Progressive social movements from across the hemisphere met in Trinidad from April 15-18 for the IV People’s Summit, a parallel event to the Summit of the Americas.

Led by local trade unions and the Assembly of Caribbean Peoples, the IV People’s Summit happened at a critical moment in the Americas.

The promises of economic prosperity through free trade agreements have left many across the Americas without the basic means of decent living. The unemployment rate in the United States is over 8%.  Further south, severely affected by the same failed policies, small-scale farmers have been turned into food beggars in larger cities in the Latin American and Caribbean regions, and millions have been forced to migrate in search of economic sustenance.

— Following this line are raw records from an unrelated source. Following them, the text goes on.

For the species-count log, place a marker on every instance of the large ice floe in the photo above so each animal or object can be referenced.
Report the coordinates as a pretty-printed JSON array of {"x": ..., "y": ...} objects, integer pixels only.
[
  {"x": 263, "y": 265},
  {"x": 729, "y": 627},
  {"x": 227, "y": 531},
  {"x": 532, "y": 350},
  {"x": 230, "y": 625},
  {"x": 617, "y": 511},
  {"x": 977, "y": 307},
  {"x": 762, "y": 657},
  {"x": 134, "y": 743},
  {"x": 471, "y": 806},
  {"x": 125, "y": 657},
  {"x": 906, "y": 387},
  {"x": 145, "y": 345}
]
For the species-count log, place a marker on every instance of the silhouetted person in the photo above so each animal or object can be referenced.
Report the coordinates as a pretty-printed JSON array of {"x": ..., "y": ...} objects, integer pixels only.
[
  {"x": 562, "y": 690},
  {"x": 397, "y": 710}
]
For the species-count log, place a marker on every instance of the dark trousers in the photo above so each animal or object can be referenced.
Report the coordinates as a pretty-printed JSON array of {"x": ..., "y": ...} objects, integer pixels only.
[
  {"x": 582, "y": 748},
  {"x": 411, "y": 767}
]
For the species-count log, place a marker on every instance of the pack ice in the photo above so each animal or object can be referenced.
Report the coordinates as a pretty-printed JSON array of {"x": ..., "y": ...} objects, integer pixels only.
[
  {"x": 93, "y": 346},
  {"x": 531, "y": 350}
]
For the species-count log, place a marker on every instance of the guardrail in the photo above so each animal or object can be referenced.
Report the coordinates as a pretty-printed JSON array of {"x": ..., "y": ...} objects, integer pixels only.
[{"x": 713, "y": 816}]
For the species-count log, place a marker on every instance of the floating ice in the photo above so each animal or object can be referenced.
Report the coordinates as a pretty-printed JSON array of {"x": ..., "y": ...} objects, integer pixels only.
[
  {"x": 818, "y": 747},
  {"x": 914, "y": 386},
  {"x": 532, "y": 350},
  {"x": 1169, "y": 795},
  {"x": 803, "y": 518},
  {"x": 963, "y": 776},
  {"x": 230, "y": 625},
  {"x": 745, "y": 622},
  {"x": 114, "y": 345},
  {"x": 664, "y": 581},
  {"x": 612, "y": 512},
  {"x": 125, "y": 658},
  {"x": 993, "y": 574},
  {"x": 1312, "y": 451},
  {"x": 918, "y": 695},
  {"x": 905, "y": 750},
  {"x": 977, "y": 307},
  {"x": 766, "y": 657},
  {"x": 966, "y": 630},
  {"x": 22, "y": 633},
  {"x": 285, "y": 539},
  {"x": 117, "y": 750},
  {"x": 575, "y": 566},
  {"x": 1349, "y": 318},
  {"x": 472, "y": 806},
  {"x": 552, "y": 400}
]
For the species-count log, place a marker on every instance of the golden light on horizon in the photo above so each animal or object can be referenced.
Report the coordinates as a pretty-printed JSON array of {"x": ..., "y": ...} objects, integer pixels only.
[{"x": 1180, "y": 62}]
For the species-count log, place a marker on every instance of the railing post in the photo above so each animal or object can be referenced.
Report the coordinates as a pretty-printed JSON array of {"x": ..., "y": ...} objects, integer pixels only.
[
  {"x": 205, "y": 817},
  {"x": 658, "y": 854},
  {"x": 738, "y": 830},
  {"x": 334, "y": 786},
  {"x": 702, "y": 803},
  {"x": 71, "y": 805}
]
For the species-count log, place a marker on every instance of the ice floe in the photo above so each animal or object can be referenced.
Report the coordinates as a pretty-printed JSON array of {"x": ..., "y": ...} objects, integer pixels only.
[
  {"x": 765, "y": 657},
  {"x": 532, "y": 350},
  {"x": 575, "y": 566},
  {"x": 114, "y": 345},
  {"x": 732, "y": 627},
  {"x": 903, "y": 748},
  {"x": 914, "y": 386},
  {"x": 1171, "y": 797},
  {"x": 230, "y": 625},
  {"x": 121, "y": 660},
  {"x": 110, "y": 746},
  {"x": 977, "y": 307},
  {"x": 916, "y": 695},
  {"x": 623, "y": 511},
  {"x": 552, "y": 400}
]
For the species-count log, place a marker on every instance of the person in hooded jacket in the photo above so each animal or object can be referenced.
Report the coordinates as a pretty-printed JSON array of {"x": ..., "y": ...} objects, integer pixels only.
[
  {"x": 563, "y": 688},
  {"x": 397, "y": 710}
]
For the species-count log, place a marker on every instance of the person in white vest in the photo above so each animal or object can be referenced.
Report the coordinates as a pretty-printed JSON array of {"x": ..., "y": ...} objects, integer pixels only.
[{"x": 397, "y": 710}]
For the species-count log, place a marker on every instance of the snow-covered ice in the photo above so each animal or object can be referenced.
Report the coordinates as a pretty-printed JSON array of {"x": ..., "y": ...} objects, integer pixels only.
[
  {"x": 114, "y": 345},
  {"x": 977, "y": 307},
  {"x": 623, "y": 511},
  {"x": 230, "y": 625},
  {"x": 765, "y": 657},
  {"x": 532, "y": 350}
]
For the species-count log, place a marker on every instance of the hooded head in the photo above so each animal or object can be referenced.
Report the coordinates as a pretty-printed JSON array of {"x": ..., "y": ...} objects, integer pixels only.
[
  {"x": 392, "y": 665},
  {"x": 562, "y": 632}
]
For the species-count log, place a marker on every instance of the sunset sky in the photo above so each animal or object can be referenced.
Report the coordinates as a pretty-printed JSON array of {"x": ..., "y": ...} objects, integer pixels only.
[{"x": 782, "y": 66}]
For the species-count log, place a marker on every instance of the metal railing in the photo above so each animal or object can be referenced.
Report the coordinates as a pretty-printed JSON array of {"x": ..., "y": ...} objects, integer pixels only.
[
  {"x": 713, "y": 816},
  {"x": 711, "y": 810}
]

Over one million families in the United States have lost their homes. Immigrant workers, many if not most of who are ex-farmers, are being intimidated by bosses of sweat shop-like operations or rounded up in their homes and even in the streets through raids.

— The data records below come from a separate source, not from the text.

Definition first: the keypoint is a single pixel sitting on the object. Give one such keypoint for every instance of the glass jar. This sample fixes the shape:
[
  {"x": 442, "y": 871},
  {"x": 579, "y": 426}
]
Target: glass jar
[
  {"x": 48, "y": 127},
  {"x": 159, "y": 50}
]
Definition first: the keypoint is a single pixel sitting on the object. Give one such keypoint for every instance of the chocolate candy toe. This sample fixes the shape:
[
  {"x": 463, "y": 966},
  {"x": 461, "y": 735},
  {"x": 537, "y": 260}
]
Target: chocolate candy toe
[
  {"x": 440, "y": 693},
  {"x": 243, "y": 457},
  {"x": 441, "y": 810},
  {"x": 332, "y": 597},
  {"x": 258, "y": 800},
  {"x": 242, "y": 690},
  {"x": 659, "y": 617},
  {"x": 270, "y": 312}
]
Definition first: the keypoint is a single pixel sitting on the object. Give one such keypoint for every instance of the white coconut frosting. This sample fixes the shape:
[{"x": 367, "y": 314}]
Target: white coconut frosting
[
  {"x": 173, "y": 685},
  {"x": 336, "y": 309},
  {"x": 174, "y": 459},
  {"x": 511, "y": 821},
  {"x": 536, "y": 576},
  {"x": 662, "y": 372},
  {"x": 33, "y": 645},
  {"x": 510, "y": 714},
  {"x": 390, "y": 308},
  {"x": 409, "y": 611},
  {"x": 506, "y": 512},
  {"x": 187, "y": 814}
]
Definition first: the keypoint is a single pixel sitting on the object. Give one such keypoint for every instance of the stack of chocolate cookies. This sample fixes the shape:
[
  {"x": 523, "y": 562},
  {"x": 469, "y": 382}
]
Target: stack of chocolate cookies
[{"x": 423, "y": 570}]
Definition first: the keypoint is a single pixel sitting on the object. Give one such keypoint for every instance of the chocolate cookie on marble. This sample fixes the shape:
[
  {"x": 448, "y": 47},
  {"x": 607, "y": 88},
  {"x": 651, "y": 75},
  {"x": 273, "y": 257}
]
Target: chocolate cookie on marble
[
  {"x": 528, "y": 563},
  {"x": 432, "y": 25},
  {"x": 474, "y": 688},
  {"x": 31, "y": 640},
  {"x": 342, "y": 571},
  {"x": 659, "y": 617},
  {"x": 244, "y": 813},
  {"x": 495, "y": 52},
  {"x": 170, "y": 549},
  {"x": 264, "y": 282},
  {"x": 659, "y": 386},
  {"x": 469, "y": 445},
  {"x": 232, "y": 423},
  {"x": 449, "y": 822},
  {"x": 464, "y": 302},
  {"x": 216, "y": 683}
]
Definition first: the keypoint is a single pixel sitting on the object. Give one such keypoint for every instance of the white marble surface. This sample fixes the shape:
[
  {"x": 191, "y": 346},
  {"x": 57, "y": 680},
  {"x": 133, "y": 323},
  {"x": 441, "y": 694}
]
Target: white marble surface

Rejecting outright the wealth concentration instead of the common wealth, that these policies and the very financial system and structures that it has created, the people of the Americas made clear their refusal to pay the cost of something that they did not contribute to.  Similar to the ‘Bailout the People’ marches throughout the United States, the Latin American and Caribbean people also reject any type of solution to this global crisis that will sacrifice basic human rights and fairness.

The consensus in the Trinidad IV People’s Summit was that it is time to replace the old paradigms of economic development that have benefited a few. The privatization of the global commons, for instance, is one of these policies that have to go in order to open space for a new era of prosperity and development in the Americas. Embracing the concept of “el buen vivir,” the good life put forward by indigenous peoples, the representatives of the hemisphere’s social movements and organizations were clear that a new hemisphere is necessary. From the Caribbean, the people of the Americas clearly said “Enough of failed economic models at the expense of the poor and working people!”